The United States, for a very long time, was a polity whose disparate parts cohered, regionally if not nationally, because the experience of living in the kind of small community sketched above was a common one. Long after the majority of Americans came to live in urban complexes, a large fraction of the residents of those complexes had grown up in small communities.

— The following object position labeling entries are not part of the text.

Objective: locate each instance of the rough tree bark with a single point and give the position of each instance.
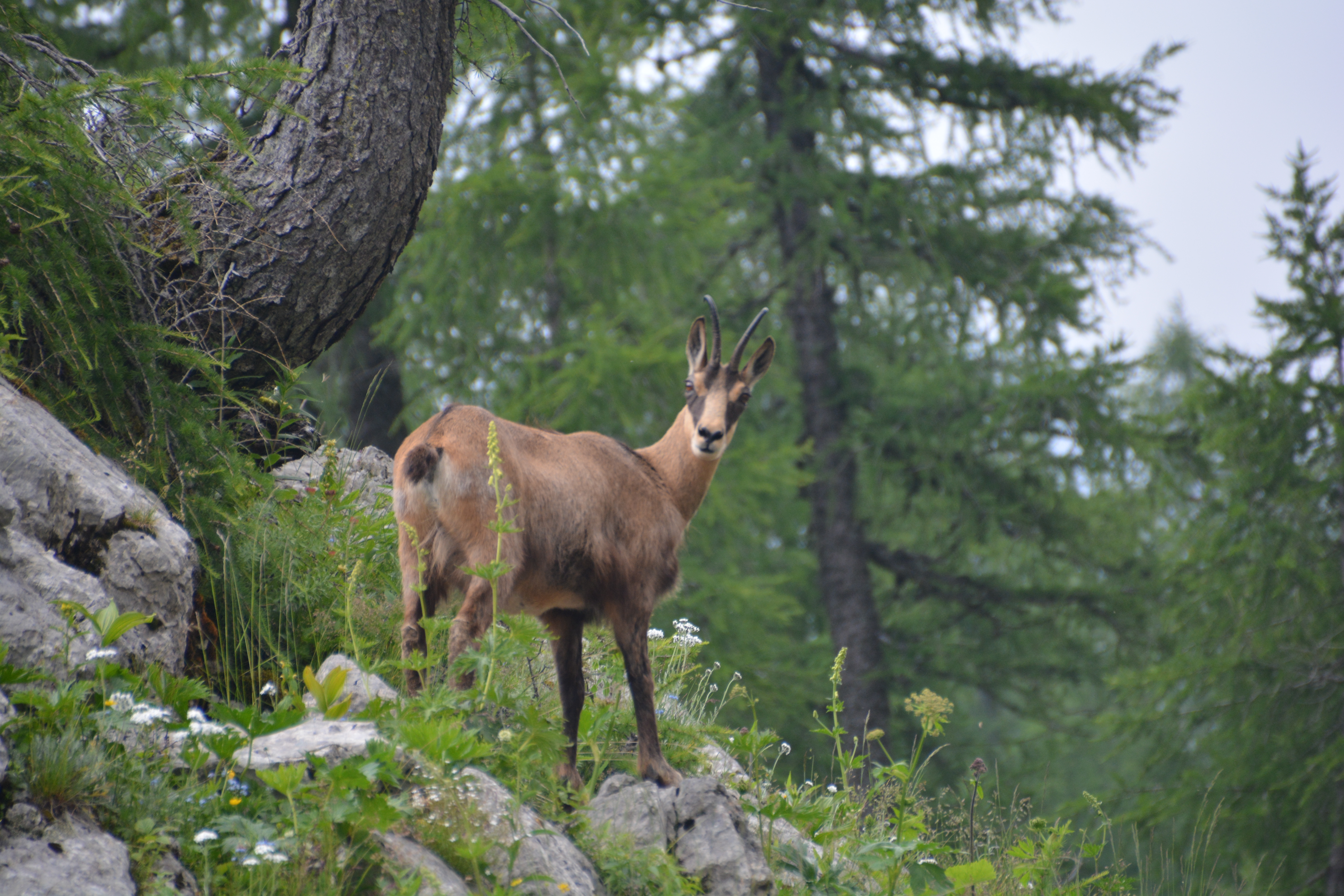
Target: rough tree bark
(331, 194)
(837, 531)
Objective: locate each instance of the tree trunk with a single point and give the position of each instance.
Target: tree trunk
(837, 532)
(333, 193)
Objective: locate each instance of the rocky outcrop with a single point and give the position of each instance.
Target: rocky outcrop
(71, 858)
(361, 687)
(701, 821)
(333, 741)
(76, 527)
(479, 807)
(368, 472)
(437, 879)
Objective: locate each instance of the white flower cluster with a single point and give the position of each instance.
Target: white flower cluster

This was Old America — and it was predominant for almost 200 years after America won its independence from Britain. Old America‘s core constituents, undeniably, were white, and they had much else in common: observance of the Judeo-Christian tradition; British and north-central European roots; hard work and self-reliance as badges of honor; family, church, and club as cultural transmitters, social anchors, and focal points for voluntary mutual aid. The inhabitants of Old America were against “entitlements” (charity was real and not accepted lightly); for punishment (as opposed to excuses about poverty, etc.); overtly religious or respectful of religion (and, in either case, generally respectful of the Ten Commandments, especially the last six of them); personally responsible (stuff happens, and it is rarely someone else’s fault); polite, respectful, and helpful to strangers (who are polite and respectful); patriotic (the U.S. was better than other countries and not beholden to international organizations, wars were fought to victory); and anti-statist (even if communitarian in a voluntary way). Living on the dole, weirdness for its own sake, open hostility to religion, habitual criminality, “shacking up,” and homosexuality were disgraceful aberrations, not “lifestyles” to be tolerated, celebrated, or privileged.

It is now de rigeur to deride the culture of Old America, and to call its constituents greedy, insensitive, hidebound, culturally retrograde, and — above all — intolerant.  But what does that make the proponents and practitioners of the counter-culture of the ’60s and ’70s (many of whom have long-since risen to positions of prominence and power), of the LGBT counter-culture that is now so active and adamant about its “rights,” and of recently imported cultures that seek dominance rather than assimilation (certain Latins and Muslims, I am looking at you)?

These various counter-culturalists and incomers have not been content to establish their own communities; rather, they have sought to overthrow Old America. Intolerance is their essence. They are not merely reacting to the intolerance that may be directed at them. No, they are intolerant, and militantly so. They seek to destroy what is left of Old America. — and they have enlisted the power of the state in that effort.

Old America would have done quite will without government because its inhabitants — even the rich and powerful and best and brightest — were largely bound by common customs and common sense. New America — riddled as it is with dependency on the state and the divisions arising from the politics of “social justice” — has neither the collective will nor the wherewithal to resist the dictatorship or warlordism that surely would follow in the wake of the (extremely unlikely) replacement of government by anarchy.

Now, it may seem that I am pretending to knowledge, and I am to some degree. But my assessment of the future of an (impossibly) anarchistic America is based on a realistic view of what America has been and become. What Friedman offers is, by contrast, a shallow and sterile exercise in dreamscape design.